Before the Court are the Petitioner's motion for partial summary judgment (# 32) and motion for preliminary injunction and temporary restraining order (# 33).
On March 8, 2007, the Court granted Petitioner's motion to amend his habeas petition and directed him to file an amended petition by April 20, 2007, separately stating each claim he wishes to raise. Until Petitioner files an amended petition and the Respondent files a response, any determination on whether he is entitled to relief would be premature. Furthermore, the Rules Governing § 2254 cases and the habeas statutes do not contemplate disposition of habeas petitions by motion for summary judgment. Mitchell v. Goord, 2005 U.S. Dist. LEXIS 4772 at * 5 (N.D.N.Y. March 21, 2005) (nothing in the habeas rules or statutes "contemplates the disposition of habeas petitions by motion for summary judgment"); Chamberlain v. Mantello, 954 F. Supp. 499, 501 n. 2 (N.D.N.Y. 1997) ("The rules governing habeas corpus applications do not contemplate a motion for summary judgment as a submission by a respondent."). It is the practice of this Court to adjudicate habeas corpus petitions based on the pleadings authorized by the habeas rules (petition, answer, and reply), rather than on motions for summary judgment, which are unnecessary and serve no useful purpose. Under the circumstances, the Court denies Petitioner's motion for partial summary judgment.

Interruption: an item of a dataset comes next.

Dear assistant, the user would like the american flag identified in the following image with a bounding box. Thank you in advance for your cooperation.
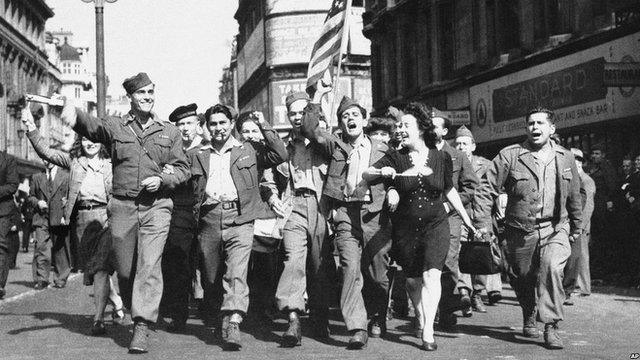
[306,0,351,95]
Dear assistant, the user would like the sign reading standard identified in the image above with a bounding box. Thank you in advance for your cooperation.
[492,58,606,123]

In support of his motion for preliminary injunction and temporary restraining order, Petitioner alleges that a preliminary injunction and temporary restraining order are "warranted requiring all [state court] Clerks to adhere to the 'mailbox rule' when pleadings from prisoners/detainees appropriately reflect invoking it."

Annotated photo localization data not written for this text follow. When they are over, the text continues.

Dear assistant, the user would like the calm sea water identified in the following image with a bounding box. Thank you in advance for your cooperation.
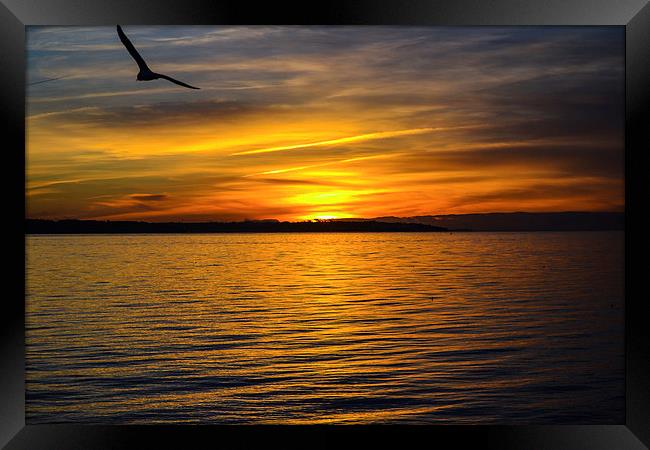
[26,231,624,424]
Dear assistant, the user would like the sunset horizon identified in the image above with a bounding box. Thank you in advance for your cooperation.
[26,25,626,426]
[27,26,624,223]
[26,209,624,224]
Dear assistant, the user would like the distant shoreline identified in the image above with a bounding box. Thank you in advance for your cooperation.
[25,212,624,234]
[25,219,449,234]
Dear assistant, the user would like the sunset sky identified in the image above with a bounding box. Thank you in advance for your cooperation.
[26,26,624,222]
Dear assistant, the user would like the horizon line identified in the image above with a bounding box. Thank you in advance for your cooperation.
[26,210,625,224]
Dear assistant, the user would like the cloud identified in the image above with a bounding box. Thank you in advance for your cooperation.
[33,99,270,128]
[128,193,169,201]
[230,128,441,156]
[26,26,624,221]
[430,144,624,179]
[443,180,623,213]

The standard for deciding whether to grant a preliminary injunction or temporary restraining order requires consideration of: (1) the probability of the movant's success on the merits; (2) the threat of irreparable harm to the movant; (3) the balance between this harm and the injury that granting the injunction or restraining order will inflict on other interested parties; and (4) whether the issuance of the preliminary injunction or temporary restraining order is in the public interest. Dataphase Systems, Inc. v. C L Systems, Inc., 640 F.2d 109, 113 (8th Cir. 1981) (en banc).
State law governs when a state pleading is considered filed. See Adams v. LeMaster, 223 F.3d 1177, 1181 (10th Cir. 2000) (holding that "state law must determine when a state habeas petition is considered filed" and that "the federal mailbox rule . . . does not apply to § 2244(d)(2) for purposes of determining when the tolling period for a properly-filed state petition begins"). This Court has noauthority to order state court clerks to adhere to the federal mailbox rule. Cf. Haggard v. State of Tennessee, 421 F.2d 1384, 1386 (6th Cir. 1970) ("federal courts have no authority to issue writs of mandamus to direct state courts or their judicial officers in the performance of their duties"); Curtis v. Fischer, 387 F. Supp. 2d 218, 226 (W.D.N.Y. 2005) ("federal courts have no authority to review issues of state law"). The Court further finds that Petitioner has not shown any probability of success on the merits or a threat of irreparable harm. With respect to the remaining factors, they do not appear to favor either granting or denying a preliminary injunction or temporary restraining order. The Court denies Petitioner's motion for preliminary injunction and temporary restraining order.
IT IS SO ORDERED this 9th day of March, 2007.